What is Decision Boundary? Decision Boundary Explained.
A decision boundary is a conceptual boundary or surface that separates different classes or categories in a classification problem. In machine learning, decision boundaries are used to make predictions or classify new instances based on their features.
In a binary classification problem, where there are two classes, the decision boundary is a line, curve, or higher-dimensional surface that separates the instances belonging to different classes. The decision boundary is determined by the algorithm used for classification and is learned from the training data.
For example, consider a simple binary classification problem where we want to predict whether an email is spam or not based on its features such as the sender, subject, and content. The decision boundary could be a straight line in a two-dimensional feature space, where all the points on one side of the line are classified as spam and all the points on the other side are classified as non-spam.
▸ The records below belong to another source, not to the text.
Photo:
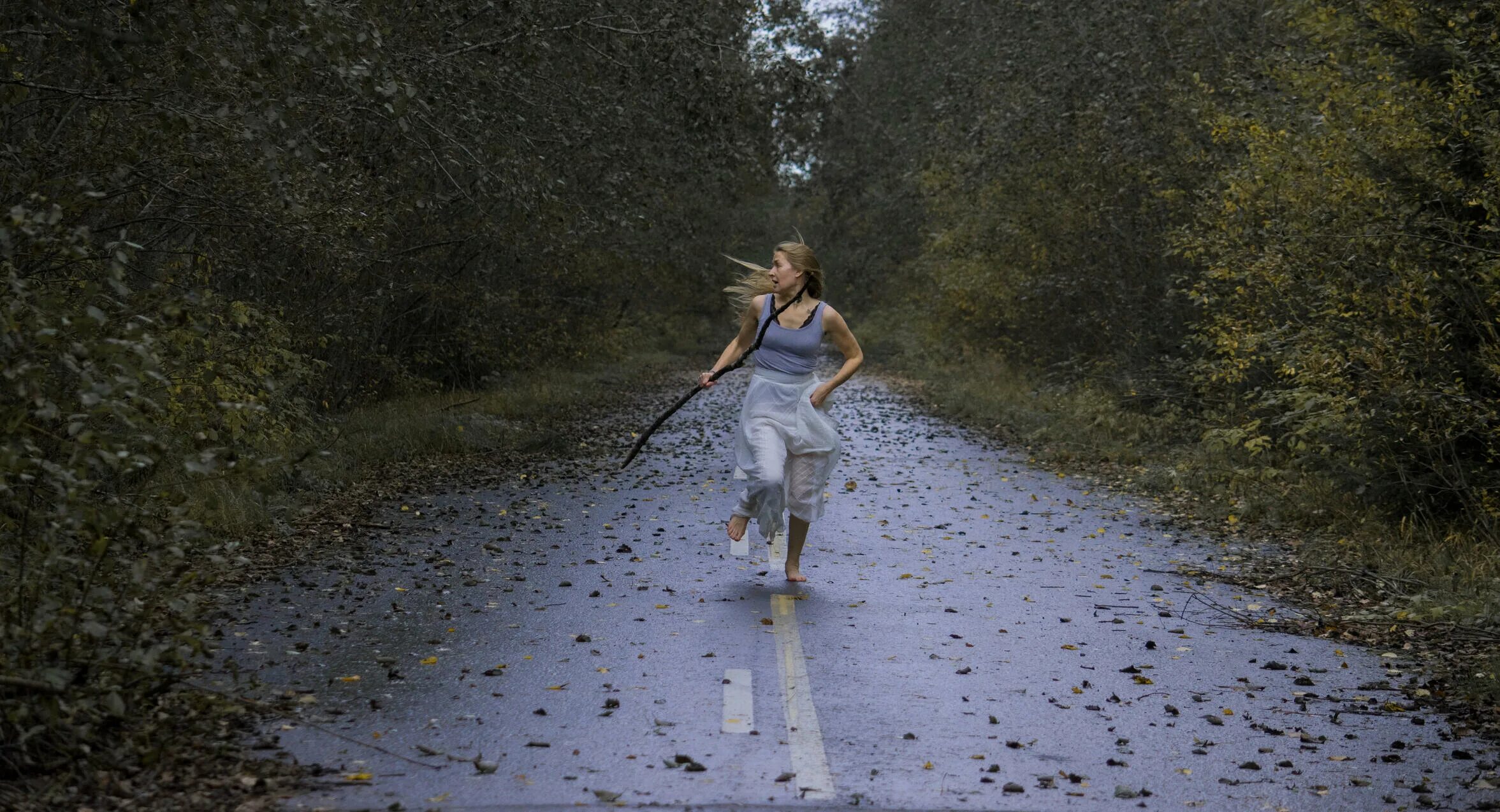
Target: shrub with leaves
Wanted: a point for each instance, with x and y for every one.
(96, 577)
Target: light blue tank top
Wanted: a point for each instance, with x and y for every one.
(789, 350)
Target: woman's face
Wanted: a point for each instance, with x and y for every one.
(783, 275)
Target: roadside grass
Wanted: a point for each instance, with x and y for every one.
(521, 412)
(1406, 584)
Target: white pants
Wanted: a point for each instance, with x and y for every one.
(785, 449)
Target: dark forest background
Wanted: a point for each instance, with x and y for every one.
(1250, 247)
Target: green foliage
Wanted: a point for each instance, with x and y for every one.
(1349, 280)
(98, 583)
(230, 219)
(1271, 222)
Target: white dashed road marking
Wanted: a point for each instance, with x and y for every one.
(738, 701)
(806, 739)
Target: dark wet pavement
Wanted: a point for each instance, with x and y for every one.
(974, 634)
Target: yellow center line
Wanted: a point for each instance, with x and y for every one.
(806, 739)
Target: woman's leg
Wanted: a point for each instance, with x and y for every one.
(796, 535)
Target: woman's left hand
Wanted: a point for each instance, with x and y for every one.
(819, 395)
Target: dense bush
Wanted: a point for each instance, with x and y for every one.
(1272, 221)
(228, 218)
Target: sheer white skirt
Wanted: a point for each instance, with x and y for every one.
(785, 449)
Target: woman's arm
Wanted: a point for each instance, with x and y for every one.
(747, 324)
(838, 329)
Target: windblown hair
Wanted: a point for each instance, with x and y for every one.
(759, 281)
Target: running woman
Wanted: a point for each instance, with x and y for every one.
(787, 443)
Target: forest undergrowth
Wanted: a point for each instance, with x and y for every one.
(1352, 574)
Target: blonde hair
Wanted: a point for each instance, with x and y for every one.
(758, 281)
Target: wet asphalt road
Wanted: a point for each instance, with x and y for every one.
(974, 634)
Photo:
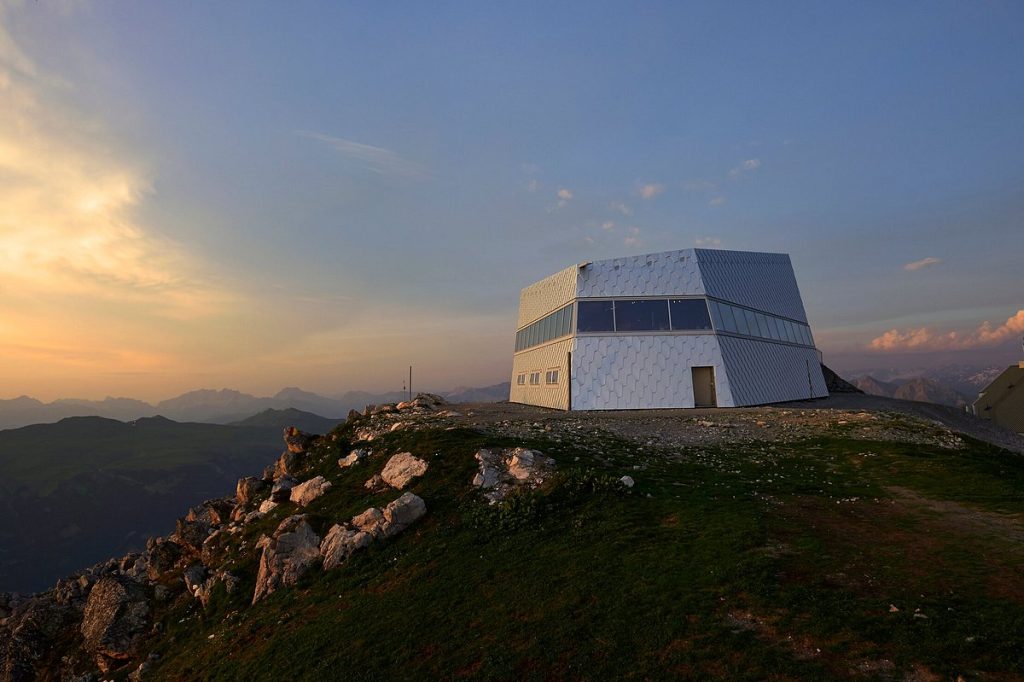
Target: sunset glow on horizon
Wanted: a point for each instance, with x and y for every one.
(265, 196)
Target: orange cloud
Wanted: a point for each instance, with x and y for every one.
(924, 338)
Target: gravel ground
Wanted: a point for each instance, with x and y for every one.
(860, 417)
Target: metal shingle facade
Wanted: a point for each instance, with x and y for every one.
(619, 371)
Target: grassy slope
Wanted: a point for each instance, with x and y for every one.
(745, 562)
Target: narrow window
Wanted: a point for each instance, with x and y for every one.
(641, 315)
(763, 326)
(752, 323)
(595, 316)
(741, 325)
(689, 313)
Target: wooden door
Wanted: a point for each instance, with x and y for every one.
(704, 387)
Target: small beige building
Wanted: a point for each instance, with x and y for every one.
(1003, 400)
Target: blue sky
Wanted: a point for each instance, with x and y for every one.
(321, 194)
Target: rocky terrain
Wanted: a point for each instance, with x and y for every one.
(739, 535)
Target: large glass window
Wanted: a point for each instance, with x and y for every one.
(763, 326)
(752, 322)
(689, 313)
(741, 325)
(595, 316)
(642, 315)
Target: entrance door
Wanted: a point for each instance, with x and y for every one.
(704, 387)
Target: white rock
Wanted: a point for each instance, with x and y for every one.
(304, 494)
(400, 513)
(402, 468)
(340, 543)
(290, 553)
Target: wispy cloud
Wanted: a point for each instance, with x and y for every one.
(633, 237)
(924, 262)
(699, 185)
(924, 338)
(651, 189)
(620, 207)
(744, 166)
(375, 159)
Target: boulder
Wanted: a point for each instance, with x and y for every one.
(402, 468)
(292, 550)
(247, 488)
(161, 556)
(370, 521)
(297, 441)
(194, 578)
(305, 494)
(366, 433)
(501, 471)
(116, 615)
(521, 463)
(353, 458)
(489, 474)
(401, 513)
(190, 535)
(282, 491)
(340, 543)
(288, 464)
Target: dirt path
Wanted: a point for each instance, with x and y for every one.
(861, 417)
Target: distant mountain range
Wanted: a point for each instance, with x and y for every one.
(920, 389)
(968, 380)
(217, 407)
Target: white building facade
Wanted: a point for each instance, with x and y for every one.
(680, 329)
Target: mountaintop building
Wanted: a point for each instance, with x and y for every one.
(680, 329)
(1003, 400)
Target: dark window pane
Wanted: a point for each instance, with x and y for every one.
(752, 322)
(728, 317)
(595, 316)
(740, 321)
(763, 326)
(641, 315)
(689, 313)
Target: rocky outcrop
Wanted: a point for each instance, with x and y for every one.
(344, 540)
(282, 491)
(116, 615)
(304, 494)
(402, 468)
(292, 550)
(248, 487)
(340, 543)
(353, 458)
(501, 471)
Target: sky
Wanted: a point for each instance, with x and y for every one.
(262, 195)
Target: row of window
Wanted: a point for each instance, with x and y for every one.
(664, 314)
(740, 321)
(550, 327)
(550, 378)
(643, 315)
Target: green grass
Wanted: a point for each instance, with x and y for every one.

In more complex problems with higher-dimensional feature spaces, the decision boundary can be a more complex surface, such as a curved line or a hyperplane. For instance, in image classification tasks, the decision boundary could be a complex boundary that separates different objects or classes in the image space.
It’s important to note that different machine learning algorithms may have different decision boundaries, and the choice of algorithm can significantly affect the decision boundary and the classification performance. Some algorithms, such as logistic regression, support vector machines (SVMs), or decision trees, may produce linear decision boundaries, while others like k-nearest neighbors (KNN), neural networks, or support vector machines with non-linear kernels can learn more complex decision boundaries.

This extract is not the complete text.